The arrests in the Southern District of Florida are the result of the establishment of a multi-agency task force of federal, state and local investigators designed specifically to combat Medicare fraud through the use of real-time analysis of Medicare billing data. Since the first phase of strike force operations began on March 1, 2007 in Southern Florida, the strike force has indicted 34 cases that have collectively billed the Medicare program for $142,061,059. Charges brought against the thirty-eight defendants include conspiracy to defraud the Medicare program, criminal false claims, and violations of the anti-kickback statutes. If convicted, many of the defendants face up to 20 years in prison on these charges.

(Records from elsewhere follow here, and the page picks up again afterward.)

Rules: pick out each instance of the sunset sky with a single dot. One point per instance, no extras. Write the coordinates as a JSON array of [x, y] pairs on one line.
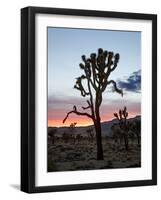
[[65, 48]]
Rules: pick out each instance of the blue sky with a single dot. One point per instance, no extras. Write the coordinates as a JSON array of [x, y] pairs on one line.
[[65, 48]]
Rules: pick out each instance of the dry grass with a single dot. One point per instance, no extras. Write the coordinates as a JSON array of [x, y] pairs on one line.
[[82, 156]]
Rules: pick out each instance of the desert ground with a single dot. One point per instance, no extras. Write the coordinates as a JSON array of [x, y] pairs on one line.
[[81, 155]]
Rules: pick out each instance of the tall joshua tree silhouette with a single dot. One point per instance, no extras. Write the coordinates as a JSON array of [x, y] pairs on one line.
[[92, 83]]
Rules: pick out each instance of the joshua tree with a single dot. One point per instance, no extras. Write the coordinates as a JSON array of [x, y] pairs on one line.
[[92, 83], [124, 125], [136, 127], [51, 134]]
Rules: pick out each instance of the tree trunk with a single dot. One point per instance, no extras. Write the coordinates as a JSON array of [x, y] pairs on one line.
[[126, 143], [99, 140]]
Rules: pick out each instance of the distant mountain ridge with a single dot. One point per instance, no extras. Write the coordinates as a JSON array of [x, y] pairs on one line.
[[106, 127]]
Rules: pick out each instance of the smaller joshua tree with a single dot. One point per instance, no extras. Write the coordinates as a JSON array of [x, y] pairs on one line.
[[72, 130], [51, 134], [90, 134], [121, 116]]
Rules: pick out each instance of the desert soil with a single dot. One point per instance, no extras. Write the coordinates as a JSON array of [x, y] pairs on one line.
[[82, 156]]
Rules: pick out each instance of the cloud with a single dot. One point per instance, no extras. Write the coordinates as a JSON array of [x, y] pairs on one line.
[[131, 83]]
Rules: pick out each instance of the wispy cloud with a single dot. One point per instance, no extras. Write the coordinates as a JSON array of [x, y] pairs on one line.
[[131, 83]]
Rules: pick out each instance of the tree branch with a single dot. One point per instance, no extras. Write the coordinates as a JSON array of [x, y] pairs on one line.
[[75, 111]]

The strike force is able to identify potential fraud cases for investigation and prosecution quickly through real-time analysis of billing data from Medicare Program Safeguard Contractors (PSCs) and claims data extracted from the Health Care Information System. In phase one operations in Miami, 34 fraud indictments have been returned against infusion therapy and durable medical equipment (DME) suppliers.

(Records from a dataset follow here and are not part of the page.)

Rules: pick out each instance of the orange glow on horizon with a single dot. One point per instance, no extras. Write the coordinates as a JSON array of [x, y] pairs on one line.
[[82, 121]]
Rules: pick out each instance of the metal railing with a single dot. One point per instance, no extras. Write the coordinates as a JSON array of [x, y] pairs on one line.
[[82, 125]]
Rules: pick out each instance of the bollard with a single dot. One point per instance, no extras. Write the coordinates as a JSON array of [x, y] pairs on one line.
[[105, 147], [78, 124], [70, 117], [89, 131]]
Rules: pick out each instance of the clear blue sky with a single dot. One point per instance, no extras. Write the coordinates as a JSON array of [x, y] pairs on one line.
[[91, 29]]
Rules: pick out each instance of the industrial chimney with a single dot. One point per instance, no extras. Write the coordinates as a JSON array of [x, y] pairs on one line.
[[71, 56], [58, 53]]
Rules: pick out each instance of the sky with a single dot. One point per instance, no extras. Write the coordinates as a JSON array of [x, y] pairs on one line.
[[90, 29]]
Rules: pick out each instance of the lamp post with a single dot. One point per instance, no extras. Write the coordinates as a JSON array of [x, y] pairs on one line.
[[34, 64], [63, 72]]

The work of the Medicare fraud strike force is one step in a multi-phase enforcement and regulatory project designed to improve the quality of the industry and reduce the potential for fraud in the durable medical equipment and infusion areas. The Centers for Medicare and Medicaid Services is taking steps to increase accountability and decrease the presence of fraudulent providers. The end result will be better service to beneficiaries and savings of billions of dollars that might otherwise go to fraudulent businesses.

According to Acosta, the Strike Force is supplementing the ongoing health care fraud enforcement efforts of the United States Attorney's Office in the Southern District of Florida, which has been among the leading offices in combating health care fraud nationwide. Since announcing a federal-state health care fraud initiative in December 2005, the United States Attorney's Office has filed more than 130 criminal cases charging nearly 200 defendants with federal violations in various health care fraud schemes and significant civil cases, enforcement actions, and settlements. Collectively, defendants and subjects billed the Medicare program $300 million and received more than $150 million in reimbursements in cases that preceded the Strike Force prosecutions announced today. The vast majority of these cases involved fraudulent DME or HIV infusion fraud schemes.